Ismail Mahmood, Zainab Tawfeek, Ayman El-Menyar, Ahmad Zarour, Ibrahim Afifi, Suresh Kumar, Ruben Peralta, Rifat Latifi, Hassan Al-Thani

Affiliations

  1. Department of Surgery, Section of Trauma Surgery, Hamad General Hospital, P.O. Box 3050, Doha, Qatar.
  2. Department of Emergency, Hamad Medical Corporation, P.O. Box 3050, Doha, Qatar.
  3. Clinical Research, Section of Trauma Surgery, Hamad General Hospital, Doha, Qatar ; Clinical Medicine, Weill Cornell Medical School, P.O. Box 24144, Doha, Qatar ; Internal Medicine, Ahmed Maher Teaching Hospital, Cairo, Egypt.
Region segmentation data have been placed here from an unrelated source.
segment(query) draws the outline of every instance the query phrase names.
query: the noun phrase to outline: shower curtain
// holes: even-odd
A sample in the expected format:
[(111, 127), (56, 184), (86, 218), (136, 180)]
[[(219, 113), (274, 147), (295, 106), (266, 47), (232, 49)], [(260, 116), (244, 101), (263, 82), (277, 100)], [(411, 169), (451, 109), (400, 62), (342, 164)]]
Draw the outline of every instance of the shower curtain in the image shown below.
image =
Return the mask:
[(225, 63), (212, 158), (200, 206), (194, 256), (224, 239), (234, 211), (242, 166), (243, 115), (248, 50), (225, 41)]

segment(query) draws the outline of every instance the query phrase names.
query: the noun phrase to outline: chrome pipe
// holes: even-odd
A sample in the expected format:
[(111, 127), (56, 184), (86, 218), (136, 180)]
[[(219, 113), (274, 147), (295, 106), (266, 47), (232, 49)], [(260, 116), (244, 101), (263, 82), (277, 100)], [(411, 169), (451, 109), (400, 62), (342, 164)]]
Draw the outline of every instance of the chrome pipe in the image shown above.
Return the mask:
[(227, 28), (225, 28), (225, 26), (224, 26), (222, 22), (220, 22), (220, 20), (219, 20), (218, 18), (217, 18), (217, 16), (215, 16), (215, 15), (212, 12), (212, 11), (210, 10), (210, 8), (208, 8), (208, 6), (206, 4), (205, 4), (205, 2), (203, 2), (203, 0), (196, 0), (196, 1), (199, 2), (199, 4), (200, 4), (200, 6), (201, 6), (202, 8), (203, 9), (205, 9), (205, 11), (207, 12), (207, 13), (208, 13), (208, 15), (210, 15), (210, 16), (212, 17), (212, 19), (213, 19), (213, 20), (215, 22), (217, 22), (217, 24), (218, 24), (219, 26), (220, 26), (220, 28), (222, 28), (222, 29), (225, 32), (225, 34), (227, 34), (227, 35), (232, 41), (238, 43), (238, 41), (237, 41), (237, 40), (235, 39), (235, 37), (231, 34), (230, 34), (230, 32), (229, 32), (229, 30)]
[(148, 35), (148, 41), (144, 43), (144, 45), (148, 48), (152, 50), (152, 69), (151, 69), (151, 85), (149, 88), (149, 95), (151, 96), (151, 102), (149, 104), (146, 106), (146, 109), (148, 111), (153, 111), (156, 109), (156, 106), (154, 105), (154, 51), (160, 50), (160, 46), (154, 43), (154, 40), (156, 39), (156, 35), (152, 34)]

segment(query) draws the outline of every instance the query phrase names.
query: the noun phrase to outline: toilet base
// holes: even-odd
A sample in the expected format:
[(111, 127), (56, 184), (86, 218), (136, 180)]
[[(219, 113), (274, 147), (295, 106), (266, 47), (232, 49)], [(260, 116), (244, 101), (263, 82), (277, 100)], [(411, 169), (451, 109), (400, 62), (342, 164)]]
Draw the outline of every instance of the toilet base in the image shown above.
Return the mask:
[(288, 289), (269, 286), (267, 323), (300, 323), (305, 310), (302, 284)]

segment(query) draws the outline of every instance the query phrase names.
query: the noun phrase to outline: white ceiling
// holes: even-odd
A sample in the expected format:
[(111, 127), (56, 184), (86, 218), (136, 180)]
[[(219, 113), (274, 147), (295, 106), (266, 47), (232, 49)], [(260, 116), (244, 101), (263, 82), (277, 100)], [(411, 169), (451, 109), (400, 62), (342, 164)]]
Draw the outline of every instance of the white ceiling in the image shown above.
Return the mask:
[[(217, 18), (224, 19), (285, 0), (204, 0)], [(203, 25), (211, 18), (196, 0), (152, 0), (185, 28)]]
PMID: 25785199 PMCID: PMC4345256 DOI: 10.1155/2015/859130

Abstract

Background. The management and outcomes of occult hemopneumothorax in blunt trauma patients who required mechanical ventilation are not well studied. We aimed to study patients with occult hemopneumothorax on mechanical ventilation who could be carefully managed without tube thoracostomy. Methods. Chest trauma patients with occult hemopneumothorax who were on mechanical ventilation were prospectively evaluated. The presence of hemopneumothorax was confirmed by CT scanning. Hospital length of stay, complications, and outcome were recorded. Results. A total of 56 chest trauma patients with occult hemopneumothorax who were on ventilatory support were included with a mean age of 36 ± 13 years. Hemopneumothorax was managed conservatively in 72% cases and 28% underwent tube thoracostomy as indicated. 29% of patients developed pneumonia, 16% had Acute Respiratory Distress Syndrome (ARDS), and 7% died. Thickness of hemothorax, duration of mechanical ventilation, and development of ARDS were significantly associated with tube thoracostomy in comparison to no-chest tube group. Conclusions. The majority of occult hemopneumothorax can be carefully managed without tube thoracostomy in patients who required positive pressure ventilation. Tube thoracotomy could be restricted to those who had evidence of increase in the size of the hemothorax or pneumothorax on follow-up chest radiographs or developed respiratory compromise.